Fungsi inilah yang melekat pada peran Khalifah, dimana proses prokreasi dipandu sebagai generator perubahan dalam konteks kemaslahatan yang berkesinambungan. Penugasan sebagai khalifah bukanlah tanpa pertimbangan yang bersifat mendalam, karena misi yang diembankan adalah wa ma arsalnaka ila rahmatan lil alamin. Suatu pendelegasian kewenangan untuk menghadirkan kesejahteraan ke semesta sekalian alam. Mengapa misi dengan spektrum seluas itu dipercayakan kepada manusia ? Karena manusia memiliki kapasitas sebagai makhluk prokreasi, yang selain dapat bersifat destruktif dan manipulatif, juga dapat bersifat konstruktif dan super kreatif.

Dengan kapasitas prokreasi manusia itulah, berbagai proses dan elemen ciptaan Allah SWT dapat menjadi media belajar dan media eksperimen yang bersifat responsif dan adaptif terhadap berbagai perlakuan.

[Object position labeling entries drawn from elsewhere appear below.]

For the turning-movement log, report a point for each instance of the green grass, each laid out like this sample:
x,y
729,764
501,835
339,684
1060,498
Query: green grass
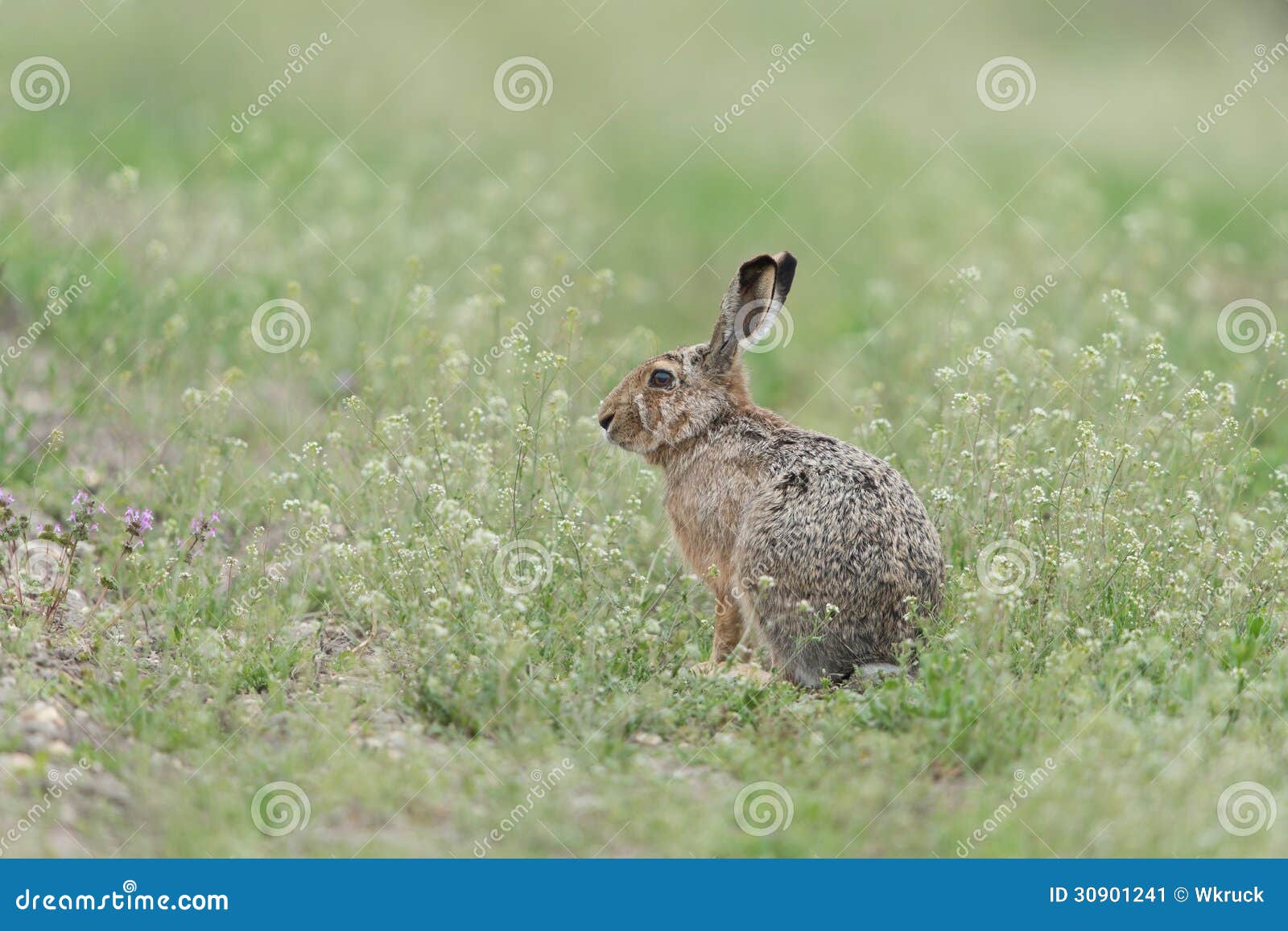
x,y
349,630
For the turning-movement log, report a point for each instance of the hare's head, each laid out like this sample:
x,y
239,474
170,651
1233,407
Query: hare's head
x,y
678,396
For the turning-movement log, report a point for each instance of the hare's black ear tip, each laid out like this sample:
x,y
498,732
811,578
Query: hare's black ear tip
x,y
786,263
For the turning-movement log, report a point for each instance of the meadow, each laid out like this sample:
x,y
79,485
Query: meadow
x,y
312,545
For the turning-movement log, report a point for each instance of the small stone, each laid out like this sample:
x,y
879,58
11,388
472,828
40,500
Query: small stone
x,y
16,764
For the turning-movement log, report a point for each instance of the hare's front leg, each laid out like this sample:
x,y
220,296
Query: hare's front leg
x,y
729,628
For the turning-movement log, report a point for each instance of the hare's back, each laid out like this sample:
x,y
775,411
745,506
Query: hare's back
x,y
828,512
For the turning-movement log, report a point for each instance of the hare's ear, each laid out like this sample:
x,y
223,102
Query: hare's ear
x,y
750,307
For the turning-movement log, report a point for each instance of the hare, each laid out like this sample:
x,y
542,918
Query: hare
x,y
811,546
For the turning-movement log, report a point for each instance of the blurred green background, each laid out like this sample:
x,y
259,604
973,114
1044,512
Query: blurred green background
x,y
871,158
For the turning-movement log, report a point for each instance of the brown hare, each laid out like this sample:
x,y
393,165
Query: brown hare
x,y
811,546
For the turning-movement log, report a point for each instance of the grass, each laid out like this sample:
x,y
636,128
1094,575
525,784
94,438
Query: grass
x,y
444,611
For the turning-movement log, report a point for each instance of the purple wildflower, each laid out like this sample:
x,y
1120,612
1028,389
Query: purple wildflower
x,y
203,529
137,523
81,517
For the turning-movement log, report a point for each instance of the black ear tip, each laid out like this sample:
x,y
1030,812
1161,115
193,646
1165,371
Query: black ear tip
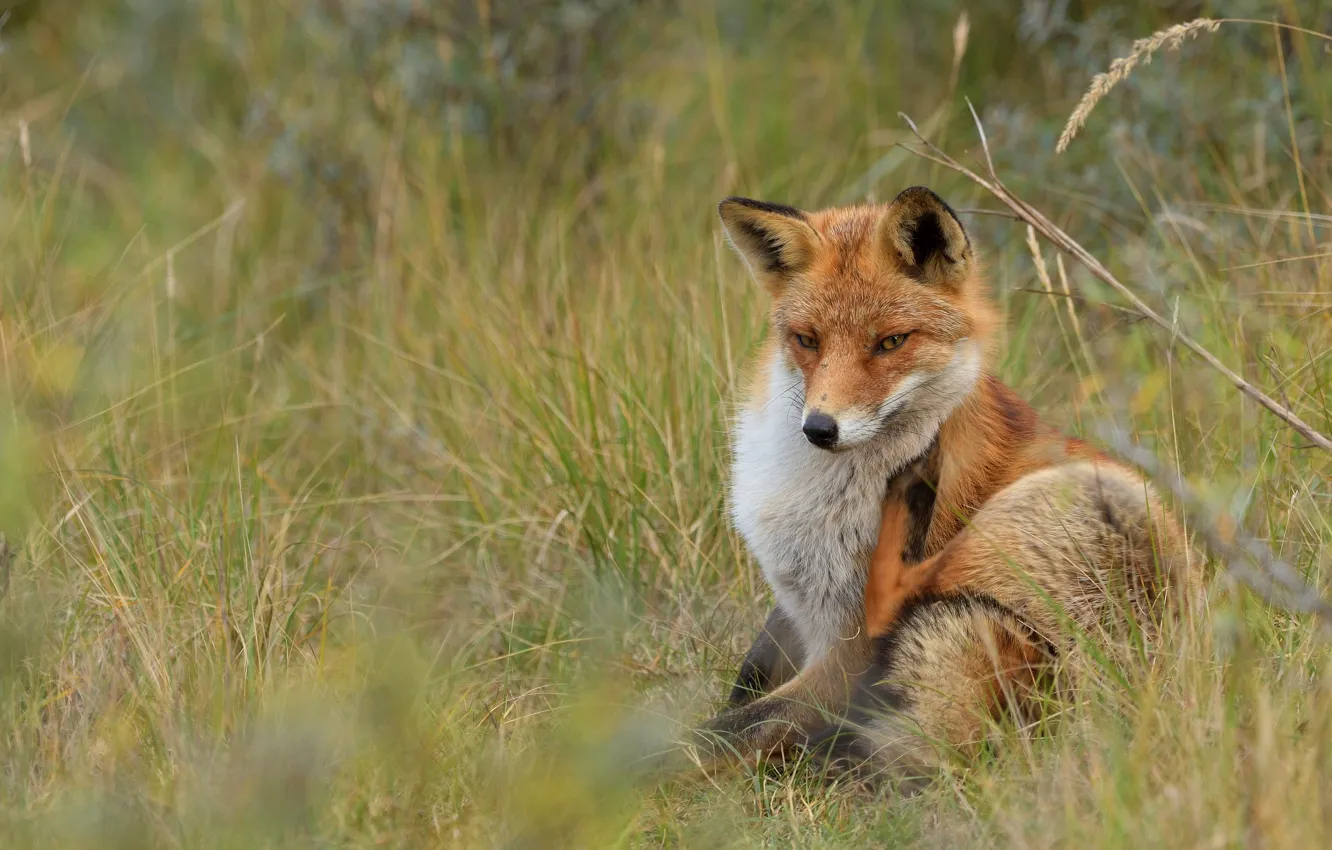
x,y
747,203
921,193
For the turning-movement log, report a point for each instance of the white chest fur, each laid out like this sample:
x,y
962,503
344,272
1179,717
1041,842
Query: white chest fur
x,y
810,517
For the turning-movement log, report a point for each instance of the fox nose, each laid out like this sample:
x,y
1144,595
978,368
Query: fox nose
x,y
821,429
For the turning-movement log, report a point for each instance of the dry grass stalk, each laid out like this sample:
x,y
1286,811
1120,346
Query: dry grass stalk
x,y
1168,39
1071,247
1246,558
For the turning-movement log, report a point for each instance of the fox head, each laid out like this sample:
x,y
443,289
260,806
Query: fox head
x,y
877,309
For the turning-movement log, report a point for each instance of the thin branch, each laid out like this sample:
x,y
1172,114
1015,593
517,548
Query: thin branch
x,y
978,211
1072,248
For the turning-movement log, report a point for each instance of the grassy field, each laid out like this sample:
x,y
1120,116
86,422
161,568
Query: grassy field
x,y
365,373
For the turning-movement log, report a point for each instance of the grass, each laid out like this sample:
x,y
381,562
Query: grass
x,y
365,461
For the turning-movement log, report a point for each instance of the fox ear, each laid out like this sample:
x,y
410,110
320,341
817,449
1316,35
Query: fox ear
x,y
774,240
923,235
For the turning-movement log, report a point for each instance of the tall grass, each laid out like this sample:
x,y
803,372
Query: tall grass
x,y
365,421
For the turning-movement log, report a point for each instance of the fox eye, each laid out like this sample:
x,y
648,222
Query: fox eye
x,y
893,341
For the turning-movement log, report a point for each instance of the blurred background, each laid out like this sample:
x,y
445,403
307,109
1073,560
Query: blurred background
x,y
365,380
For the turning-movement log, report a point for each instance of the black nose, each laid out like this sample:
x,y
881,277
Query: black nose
x,y
821,429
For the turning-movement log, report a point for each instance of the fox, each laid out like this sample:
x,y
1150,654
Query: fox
x,y
926,536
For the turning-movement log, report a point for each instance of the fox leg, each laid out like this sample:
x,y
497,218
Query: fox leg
x,y
945,669
791,712
774,658
902,532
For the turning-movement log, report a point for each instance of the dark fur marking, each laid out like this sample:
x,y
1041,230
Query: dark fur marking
x,y
781,209
942,203
769,247
921,512
926,239
875,692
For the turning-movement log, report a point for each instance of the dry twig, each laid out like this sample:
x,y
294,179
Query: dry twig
x,y
1072,248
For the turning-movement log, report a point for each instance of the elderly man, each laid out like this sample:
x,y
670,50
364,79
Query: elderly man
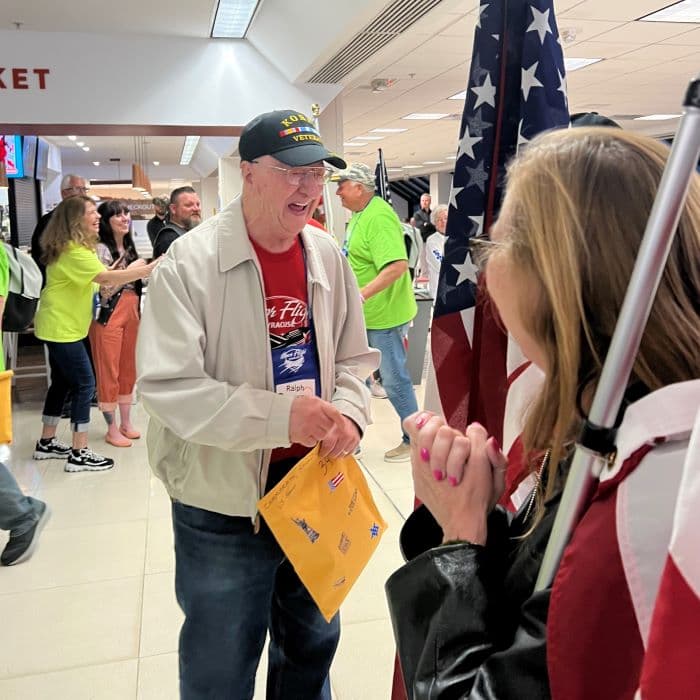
x,y
184,213
252,350
154,225
71,186
376,252
422,218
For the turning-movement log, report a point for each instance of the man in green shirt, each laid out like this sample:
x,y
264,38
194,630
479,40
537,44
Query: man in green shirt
x,y
377,255
22,515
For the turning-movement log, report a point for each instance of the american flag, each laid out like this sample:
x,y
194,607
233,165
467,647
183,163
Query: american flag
x,y
516,89
675,622
381,179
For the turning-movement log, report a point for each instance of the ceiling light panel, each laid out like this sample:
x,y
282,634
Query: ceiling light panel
x,y
572,64
233,18
656,117
686,11
425,115
188,149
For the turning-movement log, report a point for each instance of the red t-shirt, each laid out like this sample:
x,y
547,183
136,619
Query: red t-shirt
x,y
288,323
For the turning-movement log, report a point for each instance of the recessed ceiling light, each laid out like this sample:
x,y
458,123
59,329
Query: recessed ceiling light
x,y
233,18
188,149
685,11
425,115
572,64
656,117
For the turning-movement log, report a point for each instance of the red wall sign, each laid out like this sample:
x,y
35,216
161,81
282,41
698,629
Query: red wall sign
x,y
23,78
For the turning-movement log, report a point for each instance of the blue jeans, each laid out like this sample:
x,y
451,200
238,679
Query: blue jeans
x,y
70,371
234,586
395,377
18,512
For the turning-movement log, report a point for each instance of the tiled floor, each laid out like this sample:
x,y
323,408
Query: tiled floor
x,y
93,614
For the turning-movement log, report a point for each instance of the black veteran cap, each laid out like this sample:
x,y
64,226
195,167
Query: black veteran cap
x,y
289,136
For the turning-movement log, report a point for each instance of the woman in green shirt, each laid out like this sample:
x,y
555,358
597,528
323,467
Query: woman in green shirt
x,y
66,307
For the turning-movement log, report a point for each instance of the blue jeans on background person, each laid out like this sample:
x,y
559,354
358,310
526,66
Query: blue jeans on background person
x,y
18,513
70,370
233,585
394,370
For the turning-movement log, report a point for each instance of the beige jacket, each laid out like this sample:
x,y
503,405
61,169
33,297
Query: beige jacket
x,y
205,368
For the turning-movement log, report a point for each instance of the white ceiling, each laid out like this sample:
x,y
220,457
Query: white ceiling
x,y
646,70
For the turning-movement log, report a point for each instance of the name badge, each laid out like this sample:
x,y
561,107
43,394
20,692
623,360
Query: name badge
x,y
301,387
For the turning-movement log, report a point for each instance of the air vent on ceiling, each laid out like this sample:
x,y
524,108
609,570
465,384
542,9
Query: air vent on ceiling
x,y
625,117
394,20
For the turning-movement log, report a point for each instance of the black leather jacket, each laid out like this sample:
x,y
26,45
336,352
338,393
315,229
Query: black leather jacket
x,y
466,622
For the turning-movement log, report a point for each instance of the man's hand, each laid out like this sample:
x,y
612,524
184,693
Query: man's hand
x,y
341,441
312,420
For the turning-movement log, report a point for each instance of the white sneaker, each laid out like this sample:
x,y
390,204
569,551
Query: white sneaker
x,y
401,453
377,391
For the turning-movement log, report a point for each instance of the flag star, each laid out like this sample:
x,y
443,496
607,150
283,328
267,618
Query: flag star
x,y
540,23
481,12
454,192
479,221
466,144
529,80
477,176
521,139
563,87
485,93
467,271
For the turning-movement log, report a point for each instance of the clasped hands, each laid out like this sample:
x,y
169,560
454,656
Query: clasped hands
x,y
458,476
313,420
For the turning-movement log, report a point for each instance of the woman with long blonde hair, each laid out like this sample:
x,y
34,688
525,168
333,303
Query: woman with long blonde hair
x,y
558,264
66,307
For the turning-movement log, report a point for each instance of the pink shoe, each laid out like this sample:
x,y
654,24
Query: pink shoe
x,y
131,434
117,441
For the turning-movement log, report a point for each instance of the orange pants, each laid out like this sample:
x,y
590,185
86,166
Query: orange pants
x,y
114,353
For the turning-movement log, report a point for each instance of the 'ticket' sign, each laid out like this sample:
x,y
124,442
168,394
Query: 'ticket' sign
x,y
23,78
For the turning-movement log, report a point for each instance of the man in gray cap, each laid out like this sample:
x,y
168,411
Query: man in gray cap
x,y
377,254
253,350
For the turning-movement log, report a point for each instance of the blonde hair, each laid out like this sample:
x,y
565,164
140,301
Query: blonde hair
x,y
575,211
65,226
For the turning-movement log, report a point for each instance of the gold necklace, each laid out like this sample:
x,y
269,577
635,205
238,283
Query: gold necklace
x,y
538,479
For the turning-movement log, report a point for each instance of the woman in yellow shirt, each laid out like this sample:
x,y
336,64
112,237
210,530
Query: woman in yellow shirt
x,y
66,308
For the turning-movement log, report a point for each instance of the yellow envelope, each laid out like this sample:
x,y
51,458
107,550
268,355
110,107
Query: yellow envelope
x,y
5,406
326,522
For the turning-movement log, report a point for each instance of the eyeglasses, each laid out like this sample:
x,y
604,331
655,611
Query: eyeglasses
x,y
318,176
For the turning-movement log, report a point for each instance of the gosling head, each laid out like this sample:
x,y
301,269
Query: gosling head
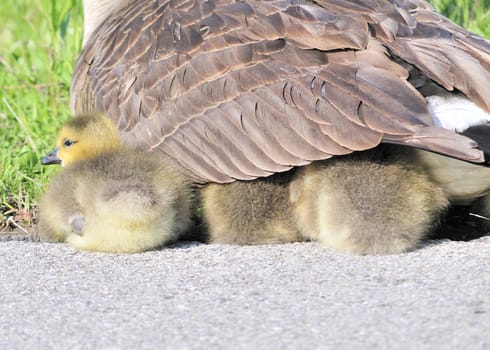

Di dalam nya tidak ada fungsi yang sia-sia. Dalam domain peran, setiap elemen pasti memiliki tugas signifikan, dalam domain estetika pasti setiap elemen memiliki sebentuk keindahan ataupun kecantikan. Dengan demikian dalam konteks utilitas dan fungsional, tidak ada satupun ciptaan Allah SWT itu yang idle atau sia-sia.

Optimasi peran multi dimensi dan spektrum itulah yang tentu saja menjadi tugas utama manusia dalam mengelolanya. Prinsip-prinsip berkelanjutan, berdampak sirkuler, ramah lingkungan (hijau),  dan mampu mereduksi ekses serta mengoptimasi kemaslahatan adalah nilai-nilai inti yang menjadi acuannya. Maka dalam pengembangan model bisnis masa depan, seiring dengan disrupsi teknologi, yang diikuiti berbagai proses transformasi dan migrasi yang dinamikanya bagaikan revolusi, produk utama dalam bisnis post human ini adalah justru entitas, identitas, dan kapasitas kemanusiaan.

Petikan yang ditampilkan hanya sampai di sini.